Special Correspondent

Conclave says will needed to make it work


  • Fundamental Gandhian truth stressed
  • Right moment for talks on nuclear disarmament: Aiyar

    — PHOTO: PTI

    MEETING OF MINDS: Prime Minister Manmohan Singh with Nobel laureate and proponent of micro-credit, Muhammed Yunus, in New Delhi on Tuesday. Mr. Yunus, who had come to participate in the conference on Gandhian philosophy, earlier said those seeking alms should be brought into the social fold. They should be given small loans to help them become entrepreneurs.

    NEW DELHI: The Congress on Tuesday decided to issue a mission statement-of-sorts on the two-day Sathyagraha conclave to secure for it the mediatory role occupied by the Indian National Congress in domestic and world polity in its early years.Announcing this after the end of all sessions, conference spokesman Devendra Dwivedi said the conclave was a testimony to the fact that Gandhian ideology was alive across the world within small communities.

    Speakers at Tuesday's sessions on "Dialogue among peoples and cultures" and "Towards a nuclear weapons-free and non-violent world order" dwelt on the relevance of Gandhian philosophy in today's world but stressed that political will was necessary to make it work, especially to usher in a culture of peace.

    Need of the hour

    Summing up the conference, Union Youth Affairs and Sports Minister Mani Shankar Aiyar, who doubled up as Rapporteur General, said the conclave had "reiterated the fundamental Gandhian truth that the answer to violence does not lie in violence; that hatred should not be countered by hatred; that the moral imperative must prevail; that right ends can be obtained only by right means; that dialogue not militarisation is the need of the hour; that eradication of poverty and service of the poor through education and effective empowerment ought to be the priority goals of economic policy; that there is no clash of civilisations but only a pressing need for the celebration of diversity, pluralism and mutual tolerance..."

    The right moment

    Earlier, presenting a paper in the session on nuclear weapons-free world, Mr. Aiyar said the prevailing scenario of a world without acute rivalries among nuclear weapons states was the right moment to initiate an earnest dialogue under the aegis of the United Nations at the Conference on Disarmament based on the key concepts of the 1988 Rajiv Gandhi Action Plan for universal and non-discriminatory nuclear disarmament. Even as there was a general acknowledgement of the relevance of Gandhiji in the new millennium, the view from within and overseas was that new mechanisms would have to be evolved to put his ideology into practice.

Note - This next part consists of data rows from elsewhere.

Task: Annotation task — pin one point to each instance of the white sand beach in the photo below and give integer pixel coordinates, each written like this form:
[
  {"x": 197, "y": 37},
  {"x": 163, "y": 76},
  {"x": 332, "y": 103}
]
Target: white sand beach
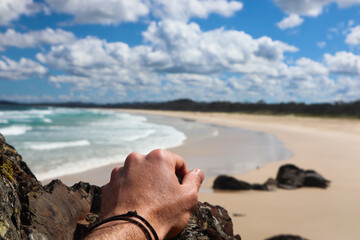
[{"x": 329, "y": 146}]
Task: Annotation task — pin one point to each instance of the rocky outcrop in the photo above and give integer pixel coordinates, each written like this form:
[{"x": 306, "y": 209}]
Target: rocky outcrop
[
  {"x": 286, "y": 237},
  {"x": 224, "y": 182},
  {"x": 290, "y": 176},
  {"x": 29, "y": 210}
]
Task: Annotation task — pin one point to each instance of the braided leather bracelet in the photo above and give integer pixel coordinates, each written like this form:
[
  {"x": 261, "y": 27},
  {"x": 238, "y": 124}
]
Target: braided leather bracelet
[{"x": 126, "y": 217}]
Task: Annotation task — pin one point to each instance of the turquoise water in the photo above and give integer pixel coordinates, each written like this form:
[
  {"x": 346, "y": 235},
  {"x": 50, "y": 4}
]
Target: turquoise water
[{"x": 60, "y": 141}]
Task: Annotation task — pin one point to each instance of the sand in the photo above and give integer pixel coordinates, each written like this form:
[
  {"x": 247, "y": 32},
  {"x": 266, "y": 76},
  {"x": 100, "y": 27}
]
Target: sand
[{"x": 329, "y": 146}]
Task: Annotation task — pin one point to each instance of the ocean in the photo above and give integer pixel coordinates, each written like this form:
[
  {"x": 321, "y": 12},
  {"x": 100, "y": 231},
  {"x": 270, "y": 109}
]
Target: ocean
[{"x": 61, "y": 141}]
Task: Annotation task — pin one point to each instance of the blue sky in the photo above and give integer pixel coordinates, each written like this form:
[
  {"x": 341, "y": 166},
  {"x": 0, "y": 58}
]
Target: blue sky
[{"x": 155, "y": 50}]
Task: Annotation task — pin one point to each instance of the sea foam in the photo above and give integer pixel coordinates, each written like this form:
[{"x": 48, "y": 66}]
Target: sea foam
[
  {"x": 15, "y": 130},
  {"x": 55, "y": 145}
]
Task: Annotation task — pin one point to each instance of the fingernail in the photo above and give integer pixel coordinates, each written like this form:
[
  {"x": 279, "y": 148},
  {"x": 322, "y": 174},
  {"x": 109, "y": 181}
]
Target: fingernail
[{"x": 198, "y": 173}]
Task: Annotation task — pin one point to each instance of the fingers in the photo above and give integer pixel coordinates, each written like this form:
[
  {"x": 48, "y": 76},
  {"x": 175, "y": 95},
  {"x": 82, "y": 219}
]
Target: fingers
[
  {"x": 193, "y": 179},
  {"x": 175, "y": 162}
]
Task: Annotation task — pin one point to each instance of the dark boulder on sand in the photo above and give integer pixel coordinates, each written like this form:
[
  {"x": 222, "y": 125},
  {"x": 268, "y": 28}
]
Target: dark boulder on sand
[
  {"x": 29, "y": 210},
  {"x": 286, "y": 237},
  {"x": 223, "y": 182},
  {"x": 290, "y": 176}
]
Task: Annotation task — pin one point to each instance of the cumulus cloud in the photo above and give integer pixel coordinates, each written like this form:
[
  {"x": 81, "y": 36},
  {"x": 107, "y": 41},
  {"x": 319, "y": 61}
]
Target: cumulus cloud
[
  {"x": 184, "y": 47},
  {"x": 12, "y": 9},
  {"x": 117, "y": 11},
  {"x": 103, "y": 12},
  {"x": 353, "y": 38},
  {"x": 178, "y": 59},
  {"x": 321, "y": 44},
  {"x": 311, "y": 8},
  {"x": 24, "y": 69},
  {"x": 185, "y": 9},
  {"x": 293, "y": 20},
  {"x": 343, "y": 63},
  {"x": 11, "y": 38}
]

    A paper circulated by the Ministry of Foreign Affairs and Cooperation of the Kingdom of Morocco said: "Gandhi's thought ought not to be encapsulated in a given Gandhiism that would be presented in the form of a self-contained doctrine. Gandhi does not offer us answers to be used repeatedly; rather he invites us to ask essential questions whose stake bears on the very meaning of our existence and of our history.

    "And just like he has tried to do it in his own time, it is everyone's responsibility to invent here and now the best answers possible."

    Superfluities

    From the custodians of the Phoenix Settlement in South Africa — where Gandhiji first gave the call for Satyagraha — the message was that peace and non-violence would remain "superfluities" as long as human rights were violated. Mewa Ramgobin, chairperson, Phoenix Settlement Trust, said the developing world should challenge the prevailing world order and ask why the WTO, "a multi-lateral system, ostensibly fair and rules based, continues to have preferential trade practices; why the IMF and World Bank lack adequate representation of the developing countries and why the reform of the U.N. Security Council is so vehemently resisted by those in whom the veto is reposed."